Reducing Emissions from Deforestation and Forest Degradation (REDD+)

A more recent UNFCCC-sanctioned program, not formally tied to the Kyoto Protocol, is REDD+ which provides funding to developing countries for the protection and better management of tropical forests. REDD+ programs seek to reduce the loss of carbon (and release as GHGs) stored in healthy tropical forests due to deforestation. The program is in its pilot phase (REDD readiness programs) with all signs pointing away from carbon credits being produced through avoided deforestation and more toward a program by which governments and companies in the industrial world underwrite incentive payments to those developing countries who document avoided deforestation through the program (e.g. through a Green Climate Fund).

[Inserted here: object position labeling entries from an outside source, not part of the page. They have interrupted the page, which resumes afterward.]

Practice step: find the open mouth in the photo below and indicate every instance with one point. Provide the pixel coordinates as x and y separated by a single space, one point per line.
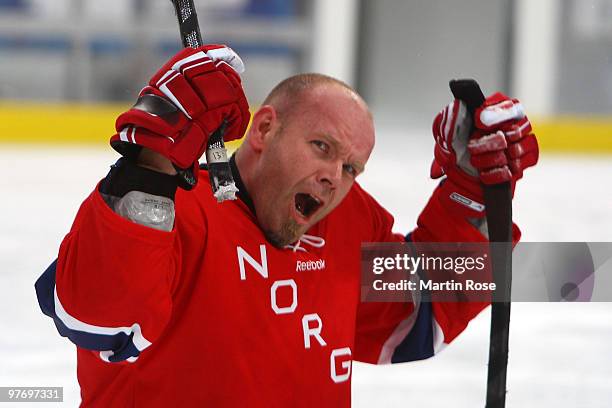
306 205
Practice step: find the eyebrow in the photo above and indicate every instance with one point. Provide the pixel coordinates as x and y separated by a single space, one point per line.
356 164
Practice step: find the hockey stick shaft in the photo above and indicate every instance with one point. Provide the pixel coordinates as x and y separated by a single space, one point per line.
219 171
498 203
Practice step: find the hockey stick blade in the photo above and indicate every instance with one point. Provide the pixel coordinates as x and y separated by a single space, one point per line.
219 171
498 203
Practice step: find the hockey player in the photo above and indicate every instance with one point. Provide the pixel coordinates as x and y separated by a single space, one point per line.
175 300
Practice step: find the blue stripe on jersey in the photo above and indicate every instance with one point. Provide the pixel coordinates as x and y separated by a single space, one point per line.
418 344
121 343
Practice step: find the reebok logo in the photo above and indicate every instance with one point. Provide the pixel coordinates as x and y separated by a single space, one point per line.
309 265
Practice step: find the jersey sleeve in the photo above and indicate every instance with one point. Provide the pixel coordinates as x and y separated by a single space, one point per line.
110 288
402 332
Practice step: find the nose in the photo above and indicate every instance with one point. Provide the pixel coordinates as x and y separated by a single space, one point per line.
331 174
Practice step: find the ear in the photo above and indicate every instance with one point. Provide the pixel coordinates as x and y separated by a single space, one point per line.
263 126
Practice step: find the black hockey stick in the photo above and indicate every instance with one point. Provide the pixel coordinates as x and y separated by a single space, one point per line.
219 171
498 204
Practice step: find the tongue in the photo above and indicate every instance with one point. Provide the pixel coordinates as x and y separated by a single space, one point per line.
305 204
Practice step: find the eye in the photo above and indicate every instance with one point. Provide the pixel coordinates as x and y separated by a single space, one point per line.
324 147
350 170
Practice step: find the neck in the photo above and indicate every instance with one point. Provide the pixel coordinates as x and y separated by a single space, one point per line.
240 163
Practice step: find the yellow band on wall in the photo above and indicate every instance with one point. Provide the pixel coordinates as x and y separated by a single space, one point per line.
574 134
40 123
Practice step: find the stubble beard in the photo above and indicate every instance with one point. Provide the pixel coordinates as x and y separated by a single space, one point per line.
287 234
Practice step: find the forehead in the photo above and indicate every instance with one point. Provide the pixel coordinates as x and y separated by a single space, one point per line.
337 113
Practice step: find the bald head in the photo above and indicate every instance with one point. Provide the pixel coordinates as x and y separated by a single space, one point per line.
294 91
308 141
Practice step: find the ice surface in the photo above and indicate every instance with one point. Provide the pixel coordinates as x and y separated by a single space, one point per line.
560 354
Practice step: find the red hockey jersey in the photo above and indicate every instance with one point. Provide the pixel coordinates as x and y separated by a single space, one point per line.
211 314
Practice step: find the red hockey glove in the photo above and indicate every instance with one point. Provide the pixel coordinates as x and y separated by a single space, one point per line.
187 100
500 148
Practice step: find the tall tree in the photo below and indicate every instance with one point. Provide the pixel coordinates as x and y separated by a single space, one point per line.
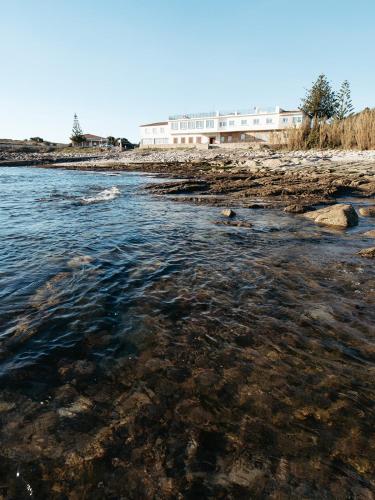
112 140
320 101
77 134
344 102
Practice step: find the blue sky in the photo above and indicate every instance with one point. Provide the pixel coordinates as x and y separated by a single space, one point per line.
120 63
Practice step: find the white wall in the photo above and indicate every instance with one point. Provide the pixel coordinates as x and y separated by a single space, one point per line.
165 134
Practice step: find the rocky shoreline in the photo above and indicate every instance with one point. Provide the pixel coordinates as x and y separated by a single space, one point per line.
296 182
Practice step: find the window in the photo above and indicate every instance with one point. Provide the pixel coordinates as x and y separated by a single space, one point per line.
148 141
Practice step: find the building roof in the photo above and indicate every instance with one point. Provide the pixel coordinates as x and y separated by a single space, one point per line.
91 137
154 124
292 111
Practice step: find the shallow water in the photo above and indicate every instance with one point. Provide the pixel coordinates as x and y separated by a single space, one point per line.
147 351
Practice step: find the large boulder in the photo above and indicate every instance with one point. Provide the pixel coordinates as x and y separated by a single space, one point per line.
340 215
228 212
369 253
367 211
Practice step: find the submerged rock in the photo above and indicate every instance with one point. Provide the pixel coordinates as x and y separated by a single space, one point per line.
367 211
239 223
296 209
80 260
340 215
369 253
228 212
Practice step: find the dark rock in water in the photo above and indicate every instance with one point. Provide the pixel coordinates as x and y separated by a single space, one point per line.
228 212
340 216
296 209
239 223
369 253
367 211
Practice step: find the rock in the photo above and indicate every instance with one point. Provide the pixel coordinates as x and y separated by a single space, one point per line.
80 260
228 212
240 223
339 215
296 209
369 253
367 211
80 405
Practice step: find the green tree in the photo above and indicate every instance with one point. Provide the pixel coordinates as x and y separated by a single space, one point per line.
344 102
111 140
77 134
320 102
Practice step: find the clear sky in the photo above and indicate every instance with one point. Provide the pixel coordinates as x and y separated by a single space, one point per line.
120 63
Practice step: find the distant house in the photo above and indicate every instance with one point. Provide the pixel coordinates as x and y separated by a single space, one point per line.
220 127
94 141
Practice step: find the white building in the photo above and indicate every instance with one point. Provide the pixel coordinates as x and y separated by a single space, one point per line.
255 125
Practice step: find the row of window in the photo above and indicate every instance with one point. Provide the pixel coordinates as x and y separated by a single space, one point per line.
200 124
155 130
187 140
159 140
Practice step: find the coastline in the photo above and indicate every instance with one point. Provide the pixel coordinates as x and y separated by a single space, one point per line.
239 177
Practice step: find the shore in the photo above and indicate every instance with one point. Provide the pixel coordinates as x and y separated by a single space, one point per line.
237 177
150 349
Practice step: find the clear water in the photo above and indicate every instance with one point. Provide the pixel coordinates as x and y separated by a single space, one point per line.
254 347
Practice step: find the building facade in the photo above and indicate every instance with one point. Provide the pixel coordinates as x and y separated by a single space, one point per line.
255 125
93 141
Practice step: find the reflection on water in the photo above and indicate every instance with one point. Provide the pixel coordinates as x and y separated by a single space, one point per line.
146 351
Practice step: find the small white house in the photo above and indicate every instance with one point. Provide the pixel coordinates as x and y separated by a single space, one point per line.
93 141
218 127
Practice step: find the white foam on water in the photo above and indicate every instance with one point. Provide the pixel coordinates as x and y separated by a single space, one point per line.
105 195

The way the program is presently envisioned is that the potential release of carbon into the atmosphere due to deforestation is estimated from measurements of the amount of carbon stored in forests and current deforestation trends within the project area. This information coupled with monitoring of project areas forest (on-the-ground fieldwork plus remote sensing) will, in theory, allow the estimation of the avoided loss of forests due to REDD+ program management.

 


 

CDM and REDD+ programs are new, evolving, and controversial. Below is a list of advantages and limitations of these approaches

Advantages:

  1. Facilitates the reductions of GHG emissions at lowest economic cost
  2. Can be seen a North-South compromise — provides funding to developing countries where most cost-effective reductions can occur
  3. REDD+ addresses the perverse incentives tied in part to CDM of allowing deforestation to occur in order to claim credits for reforestation


Limitations:

  1. Are these programs producing changes or are these subsidies for activities already occurring?
  2. Difficulty of certification and compliance monitoring (what is happening on the ground and for how long?)
  3. Resources (garbage, natural forests) are suddenly of higher value for governments which may result in the poor being excluded from these resources. An example is described in the article “The Waste-Pickers of Delhi” about a CDM project in India. Similarily, REDD+ projects may lead to a recentralization of forest governance to the detriment of the rural poor.

These programs may cause improvements in the project area but on a broader area have little impact since GHG emitting activities are simply displaced from project area. This is referred to as leakage in the context of REDD+.